Di dalam Pasal 43 UU No.11/2020 tentang Cipta Kerja juga ditegaskan bahwa Bahan Galian Nuklir dikuasai oleh negara.
"Jadi tanpa keberadaan Badan Pelaksana tersebut, maka pelaksanaan dan pengaturan urusan ketenagnukliran di atas akan sulit untuk diimplementasikan," kata doktor bidang nuklir itu.
Karena itu, sesuai amanat UU, Pemerintah wajib membentuk Badan Pelaksana. Pasal 3 ayat (1) UU No.10/1997 berbunyi: Pemerintah membentuk Badan Pelaksana yang berada di bawah dan bertanggungjawab langsung kepada Presiden.
"Kalau Badan ini dilebur, lalu siapa yang akan menjalankah urusan pemerintahan dalam penyelenggaraan ketenaganukliran ini," tanya mantan peneliti BATAN itu.
Mulyanto menegaskan, status BATAN bukan lembaga litbang yang bisa begitu saja dilebur. Keberadaan BATAN sebagai Badan Pelaksana ketenaganukliran dibentuk oleh UU. Dengan demikian kedudukannya tidak sama dengan lembaga penelitian biasa yang dapat dilebur ke dalam satu kelembagaan baru.
"Eksistensi BATAN semakin hari semakin penting.
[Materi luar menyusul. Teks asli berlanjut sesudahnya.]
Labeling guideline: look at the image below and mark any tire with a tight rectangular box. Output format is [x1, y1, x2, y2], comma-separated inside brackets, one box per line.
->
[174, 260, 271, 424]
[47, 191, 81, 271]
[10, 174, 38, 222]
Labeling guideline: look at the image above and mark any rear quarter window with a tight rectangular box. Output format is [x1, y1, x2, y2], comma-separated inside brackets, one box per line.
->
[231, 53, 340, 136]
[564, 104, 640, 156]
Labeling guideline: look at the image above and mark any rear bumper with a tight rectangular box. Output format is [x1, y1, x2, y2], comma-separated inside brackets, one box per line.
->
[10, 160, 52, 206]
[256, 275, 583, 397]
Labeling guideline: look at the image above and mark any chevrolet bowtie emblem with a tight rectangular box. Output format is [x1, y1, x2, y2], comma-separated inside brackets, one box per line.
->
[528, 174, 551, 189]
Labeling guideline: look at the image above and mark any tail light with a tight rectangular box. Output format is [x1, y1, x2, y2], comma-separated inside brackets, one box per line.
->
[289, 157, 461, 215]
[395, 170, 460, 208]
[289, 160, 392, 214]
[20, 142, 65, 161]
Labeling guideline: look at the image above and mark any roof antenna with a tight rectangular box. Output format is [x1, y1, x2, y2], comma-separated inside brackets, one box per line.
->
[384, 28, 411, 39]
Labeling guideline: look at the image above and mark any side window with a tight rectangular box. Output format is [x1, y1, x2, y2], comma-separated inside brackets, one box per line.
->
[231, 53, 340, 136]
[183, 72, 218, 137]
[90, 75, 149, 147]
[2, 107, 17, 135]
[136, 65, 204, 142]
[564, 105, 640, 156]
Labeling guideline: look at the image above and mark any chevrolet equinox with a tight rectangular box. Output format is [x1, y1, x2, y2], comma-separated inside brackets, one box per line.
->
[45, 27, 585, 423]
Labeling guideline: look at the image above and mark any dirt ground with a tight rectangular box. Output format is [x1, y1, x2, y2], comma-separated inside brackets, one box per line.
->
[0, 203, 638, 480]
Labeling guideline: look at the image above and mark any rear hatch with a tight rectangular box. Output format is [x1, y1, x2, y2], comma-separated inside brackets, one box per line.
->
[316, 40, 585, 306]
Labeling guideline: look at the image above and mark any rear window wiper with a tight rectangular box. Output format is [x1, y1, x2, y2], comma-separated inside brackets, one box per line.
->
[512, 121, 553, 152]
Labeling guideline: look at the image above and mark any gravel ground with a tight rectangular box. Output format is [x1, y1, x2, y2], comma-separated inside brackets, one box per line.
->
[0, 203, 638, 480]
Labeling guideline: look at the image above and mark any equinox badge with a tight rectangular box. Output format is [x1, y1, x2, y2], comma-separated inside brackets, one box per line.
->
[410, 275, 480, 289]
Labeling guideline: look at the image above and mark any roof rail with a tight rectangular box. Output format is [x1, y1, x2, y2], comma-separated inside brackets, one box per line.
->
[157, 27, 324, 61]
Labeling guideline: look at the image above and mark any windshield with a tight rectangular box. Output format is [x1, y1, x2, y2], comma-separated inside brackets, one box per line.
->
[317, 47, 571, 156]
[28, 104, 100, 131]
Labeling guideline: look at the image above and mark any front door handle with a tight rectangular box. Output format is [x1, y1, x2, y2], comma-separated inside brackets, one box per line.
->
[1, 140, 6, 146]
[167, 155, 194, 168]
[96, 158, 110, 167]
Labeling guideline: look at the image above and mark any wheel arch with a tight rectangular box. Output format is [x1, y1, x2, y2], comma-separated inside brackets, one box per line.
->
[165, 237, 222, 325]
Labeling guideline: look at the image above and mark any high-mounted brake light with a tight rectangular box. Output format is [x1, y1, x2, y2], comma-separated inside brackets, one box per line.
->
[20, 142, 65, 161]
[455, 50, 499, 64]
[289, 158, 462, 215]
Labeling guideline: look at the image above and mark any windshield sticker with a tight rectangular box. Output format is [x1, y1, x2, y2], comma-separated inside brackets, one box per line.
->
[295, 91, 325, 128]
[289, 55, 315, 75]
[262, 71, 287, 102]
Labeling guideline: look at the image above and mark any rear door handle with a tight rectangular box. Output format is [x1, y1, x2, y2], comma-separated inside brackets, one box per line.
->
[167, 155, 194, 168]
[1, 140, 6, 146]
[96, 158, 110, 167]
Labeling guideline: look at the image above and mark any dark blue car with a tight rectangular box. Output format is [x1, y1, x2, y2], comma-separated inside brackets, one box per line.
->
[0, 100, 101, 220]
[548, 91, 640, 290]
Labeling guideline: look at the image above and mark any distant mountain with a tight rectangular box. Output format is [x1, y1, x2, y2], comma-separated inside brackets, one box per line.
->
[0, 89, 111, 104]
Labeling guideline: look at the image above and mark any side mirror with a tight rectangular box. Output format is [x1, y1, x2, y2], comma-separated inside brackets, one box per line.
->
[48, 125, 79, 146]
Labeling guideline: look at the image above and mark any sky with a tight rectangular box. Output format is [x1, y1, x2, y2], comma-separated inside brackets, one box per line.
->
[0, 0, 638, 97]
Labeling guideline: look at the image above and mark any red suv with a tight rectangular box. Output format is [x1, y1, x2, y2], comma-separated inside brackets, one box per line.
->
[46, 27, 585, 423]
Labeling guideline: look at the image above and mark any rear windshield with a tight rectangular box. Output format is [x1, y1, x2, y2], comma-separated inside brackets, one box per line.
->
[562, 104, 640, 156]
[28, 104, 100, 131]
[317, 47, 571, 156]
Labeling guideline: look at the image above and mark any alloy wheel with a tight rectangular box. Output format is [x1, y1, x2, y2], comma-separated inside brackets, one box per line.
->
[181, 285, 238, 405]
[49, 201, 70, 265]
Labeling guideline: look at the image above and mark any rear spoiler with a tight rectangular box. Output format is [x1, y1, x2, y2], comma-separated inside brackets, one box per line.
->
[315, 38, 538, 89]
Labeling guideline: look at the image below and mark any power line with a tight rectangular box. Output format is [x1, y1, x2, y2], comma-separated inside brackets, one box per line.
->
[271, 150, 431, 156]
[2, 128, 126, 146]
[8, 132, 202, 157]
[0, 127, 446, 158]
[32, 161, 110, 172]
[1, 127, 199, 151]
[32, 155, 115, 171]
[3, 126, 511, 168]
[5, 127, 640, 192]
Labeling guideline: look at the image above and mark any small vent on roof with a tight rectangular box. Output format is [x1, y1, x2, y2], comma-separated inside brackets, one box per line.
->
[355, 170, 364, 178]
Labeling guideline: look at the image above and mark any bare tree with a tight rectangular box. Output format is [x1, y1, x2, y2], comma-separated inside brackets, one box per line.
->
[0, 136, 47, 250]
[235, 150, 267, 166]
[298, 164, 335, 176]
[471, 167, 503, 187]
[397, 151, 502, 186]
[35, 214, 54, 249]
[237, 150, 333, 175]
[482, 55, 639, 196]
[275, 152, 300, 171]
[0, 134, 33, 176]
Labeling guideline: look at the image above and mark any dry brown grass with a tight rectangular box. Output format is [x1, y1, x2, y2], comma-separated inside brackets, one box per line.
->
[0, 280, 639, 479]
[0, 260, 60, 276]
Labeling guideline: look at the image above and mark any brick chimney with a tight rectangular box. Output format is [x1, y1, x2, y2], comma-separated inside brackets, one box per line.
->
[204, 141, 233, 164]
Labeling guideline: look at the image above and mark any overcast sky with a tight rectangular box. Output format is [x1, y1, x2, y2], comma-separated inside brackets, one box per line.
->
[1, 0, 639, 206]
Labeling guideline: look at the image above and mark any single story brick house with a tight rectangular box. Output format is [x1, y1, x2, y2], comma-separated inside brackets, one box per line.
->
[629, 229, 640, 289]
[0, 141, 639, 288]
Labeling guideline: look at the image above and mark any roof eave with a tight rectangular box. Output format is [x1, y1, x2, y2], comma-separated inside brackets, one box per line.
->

Pemerintah jangan grasa-grusu dengan rencana pembubaran badan ini, agar pembangunan ketenaganukliran kita tidak semakin mundur. Juga jangan sampai menimbulkan kekosongan hukum, ketidakpastian hukum serta pelanggaran terhadap undang-undang," kata mantan Sekretaris Kemenristek itu.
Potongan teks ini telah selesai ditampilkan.